Physical database design concerns how data is stored on disk and how access structures (indexes) speed up queries.

Storage Hierarchy¶

The storage hierarchy (registers → cache → main memory → disk → tape) has increasing capacity but decreasing speed at each level. Database performance is dominated by disk I/O — minimizing disk accesses is the primary optimization goal.

Disk Structure¶

Data is stored on platters with concentric tracks, divided into sectors.
Access time = seek time (move head to track) + rotational latency (wait for sector) + transfer time.
Sequential access is much faster than random access.

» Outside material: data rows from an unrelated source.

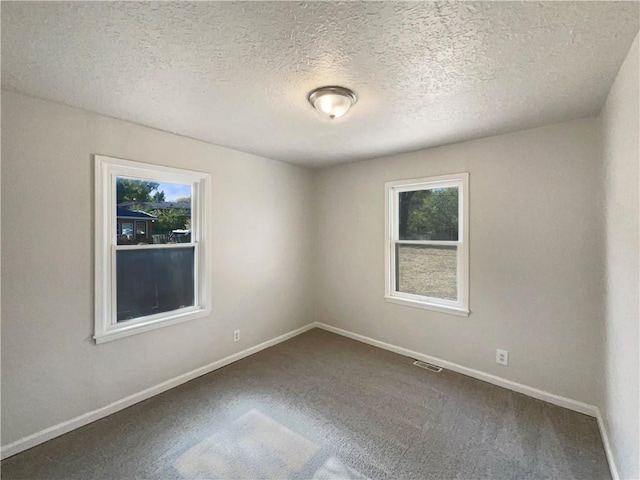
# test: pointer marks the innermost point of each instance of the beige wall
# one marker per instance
(51, 369)
(621, 146)
(535, 255)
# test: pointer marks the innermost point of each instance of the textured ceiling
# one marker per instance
(238, 73)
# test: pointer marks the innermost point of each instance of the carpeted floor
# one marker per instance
(322, 406)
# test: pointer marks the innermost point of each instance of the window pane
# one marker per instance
(428, 214)
(161, 211)
(429, 270)
(154, 281)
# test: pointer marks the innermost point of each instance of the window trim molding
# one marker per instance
(105, 245)
(392, 189)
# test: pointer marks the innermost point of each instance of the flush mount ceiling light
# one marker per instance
(332, 102)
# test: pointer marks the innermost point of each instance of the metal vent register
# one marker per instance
(427, 366)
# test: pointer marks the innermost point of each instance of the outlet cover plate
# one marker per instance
(502, 357)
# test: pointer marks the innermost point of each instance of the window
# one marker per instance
(427, 249)
(151, 265)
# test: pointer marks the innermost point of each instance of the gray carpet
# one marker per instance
(321, 406)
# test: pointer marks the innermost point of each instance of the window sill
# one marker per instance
(460, 312)
(125, 330)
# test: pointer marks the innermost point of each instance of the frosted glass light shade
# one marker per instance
(332, 102)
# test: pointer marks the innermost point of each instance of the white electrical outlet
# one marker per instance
(502, 357)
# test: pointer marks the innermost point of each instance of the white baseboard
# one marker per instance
(77, 422)
(607, 447)
(565, 402)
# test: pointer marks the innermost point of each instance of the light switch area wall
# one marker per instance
(536, 258)
(51, 369)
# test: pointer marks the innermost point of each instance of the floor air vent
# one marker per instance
(427, 366)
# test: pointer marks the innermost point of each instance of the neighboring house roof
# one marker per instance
(157, 205)
(124, 213)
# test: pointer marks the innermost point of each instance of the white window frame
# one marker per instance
(392, 190)
(106, 170)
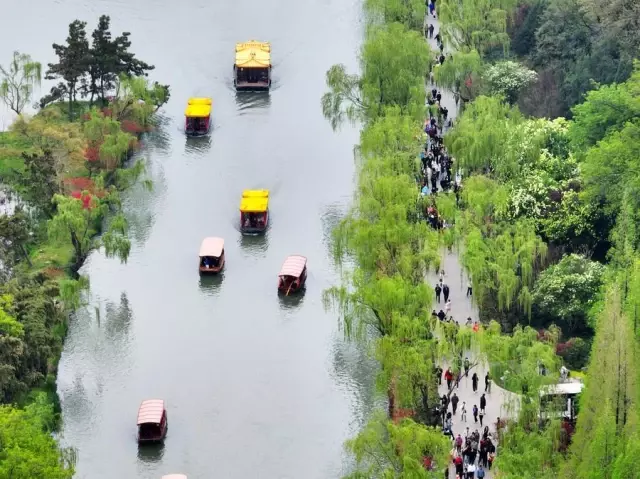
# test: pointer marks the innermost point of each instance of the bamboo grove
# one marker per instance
(545, 227)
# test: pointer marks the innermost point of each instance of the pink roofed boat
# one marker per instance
(152, 421)
(293, 274)
(211, 255)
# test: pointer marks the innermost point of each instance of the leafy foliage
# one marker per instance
(18, 81)
(384, 449)
(28, 449)
(394, 63)
(565, 292)
(508, 78)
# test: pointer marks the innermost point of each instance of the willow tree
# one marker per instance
(475, 24)
(385, 450)
(373, 304)
(394, 63)
(108, 144)
(408, 12)
(19, 80)
(461, 73)
(77, 220)
(503, 267)
(481, 133)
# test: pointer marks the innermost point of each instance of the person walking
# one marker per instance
(474, 382)
(448, 375)
(454, 403)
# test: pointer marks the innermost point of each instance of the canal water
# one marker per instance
(255, 386)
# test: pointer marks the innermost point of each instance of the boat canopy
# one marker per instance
(253, 54)
(198, 108)
(254, 201)
(293, 266)
(211, 247)
(151, 411)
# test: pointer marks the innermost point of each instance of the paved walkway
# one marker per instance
(499, 401)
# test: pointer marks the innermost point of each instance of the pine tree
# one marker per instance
(73, 61)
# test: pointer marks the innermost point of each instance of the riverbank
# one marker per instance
(385, 300)
(61, 171)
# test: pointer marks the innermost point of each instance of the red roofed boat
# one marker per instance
(152, 421)
(293, 274)
(211, 255)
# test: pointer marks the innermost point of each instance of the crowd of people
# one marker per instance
(473, 450)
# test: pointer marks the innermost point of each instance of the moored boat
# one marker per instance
(211, 255)
(197, 116)
(252, 68)
(152, 421)
(254, 211)
(293, 274)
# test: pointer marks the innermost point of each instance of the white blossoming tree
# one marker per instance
(508, 78)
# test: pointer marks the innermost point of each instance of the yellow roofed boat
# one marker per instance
(198, 116)
(254, 211)
(252, 67)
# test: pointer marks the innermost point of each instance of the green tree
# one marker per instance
(608, 415)
(387, 450)
(106, 138)
(77, 220)
(462, 74)
(394, 62)
(73, 61)
(14, 236)
(111, 58)
(475, 24)
(508, 79)
(408, 12)
(566, 291)
(18, 81)
(605, 110)
(28, 449)
(41, 180)
(611, 167)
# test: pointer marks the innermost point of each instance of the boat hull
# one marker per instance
(250, 86)
(211, 270)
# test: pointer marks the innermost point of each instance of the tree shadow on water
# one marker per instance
(118, 319)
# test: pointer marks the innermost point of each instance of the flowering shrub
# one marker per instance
(130, 126)
(92, 154)
(88, 200)
(79, 184)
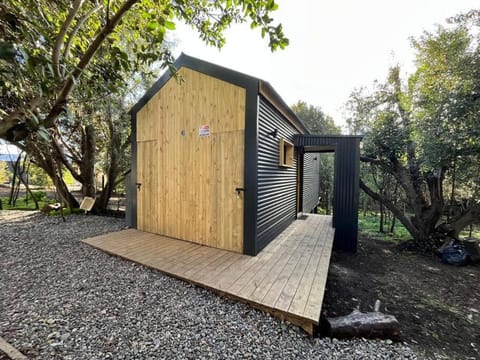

Records, Blocks, and Files¶

A record is the physical storage unit for a tuple.
Records are grouped into fixed-size blocks (pages) — the unit of disk I/O.
A file is a collection of blocks storing records of one or more relations.

File Organizations¶

Heap (Unsorted)¶

Records are inserted at the end of the file.
Insert: O(1) — fast (append to last block).
Search: O(n) — requires linear scan.
Delete: Search + mark/overwrite.

Sorted File¶

Records ordered by a sort key.
Search: O(log n) via binary search on blocks.
Insert: Expensive — requires shifting records to maintain order.
Range queries: Efficient once the start point is found.

Indexing¶

Primary Index¶

Built on the ordering key of a sorted file.
Sparse index: One index entry per block (points to the first record in each block).
Dense index: One index entry per record.
Sparse primary indexes are smaller and fit in fewer blocks.

Secondary Index¶

Built on a non-ordering field — always a dense index.
Supports point queries only (not efficient for range queries without additional structure).

Multi-Level Index¶

When a single-level index is too large to search efficiently, build an index on the index.
Each level reduces the search space by the blocking factor of the index.
The B+ tree is the standard multi-level index structure:
- Balanced — all leaf nodes at the same depth
- Internal nodes contain keys and pointers to children
- Leaf nodes contain keys and pointers to data records, plus pointers to sibling leaves for range scans
- Typical fan-out keeps tree height at 3–4 levels for very large tables

Hashing¶

Static hashing maps a key to a fixed number of buckets via a hash function.

Insert/Search/Delete: O(1) average case.
Overflow chains degrade performance when buckets fill up.
No support for range queries.
Extendible hashing and linear hashing are dynamic schemes that grow/shrink the hash table as data changes.

Indexing Decisions¶

When deciding whether to create an index, consider:

Table size: Small tables (fitting in a few blocks) gain little from indexing.
Multiple access paths: Each additional index adds write overhead (every insert/update/delete must maintain all indexes).
Read vs write ratio: Indexes help reads but slow writes. Favor indexes on read-heavy tables.
Existing indexes: Check whether a needed access path is already covered by an existing index.